Cancer cell proliferation relies on the ability of cancer cells to grow, transition through the cell cycle, and divide. To identify novel chemical probes for dissecting the mechanisms governing cell cycle progression and cell division, and for developing new anti-cancer therapeutics, we developed and performed a novel cancer cell-based high-throughput chemical screen for cell cycle modulators. This approach identified novel G1, S, G2, and M-phase specific inhibitors with drug-like properties and diverse chemotypes likely targeting a broad array of processes. We further characterized the M-phase inhibitors and highlight the most potent M-phase inhibitor MI-181, which targets tubulin, inhibits tubulin polymerization, activates the spindle assembly checkpoint, arrests cells in mitosis, and triggers a fast apoptotic cell death. Importantly, MI-181 has broad anti-cancer activity, especially against BRAF V600E melanomas.

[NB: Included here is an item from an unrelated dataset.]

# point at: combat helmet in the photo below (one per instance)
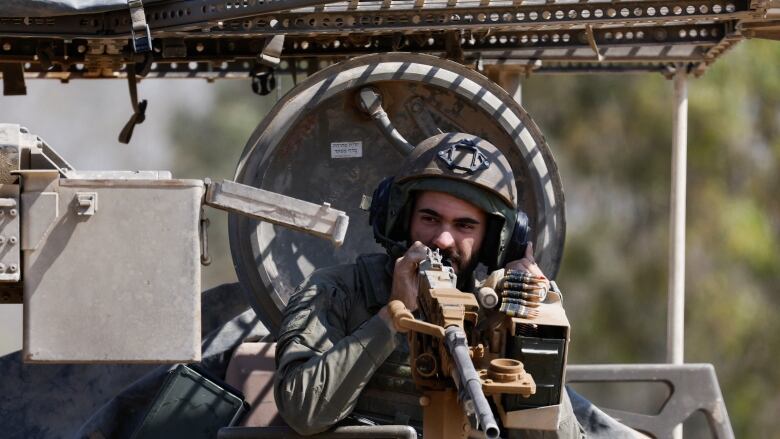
(459, 164)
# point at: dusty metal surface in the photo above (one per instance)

机译:癌细胞增殖依赖于癌细胞生长,在细胞周期中过渡和分裂的能力。为了确定新的化学探针,以剖析控制细胞周期进程和细胞分裂的机制,并开发新的抗癌疗法,我们开发并进行了针对细胞周期调节剂的新型基于癌细胞的高通量化学筛选。该方法确定了具有药物样特性和可能针对广泛过程的不同化学型的新型G1,S,G2和M期特异性抑制剂。我们进一步表征了M期抑制剂,并重点介绍了最有效的M期抑制剂MI-181,其靶向微管蛋白,抑制微管蛋白聚合,激活纺锤体装配检查点,将细胞停在有丝分裂中并触发快速凋亡的细胞死亡。重要的是,MI-181具有广泛的抗癌活性,尤其是针对BRAF V600E 黑色素瘤。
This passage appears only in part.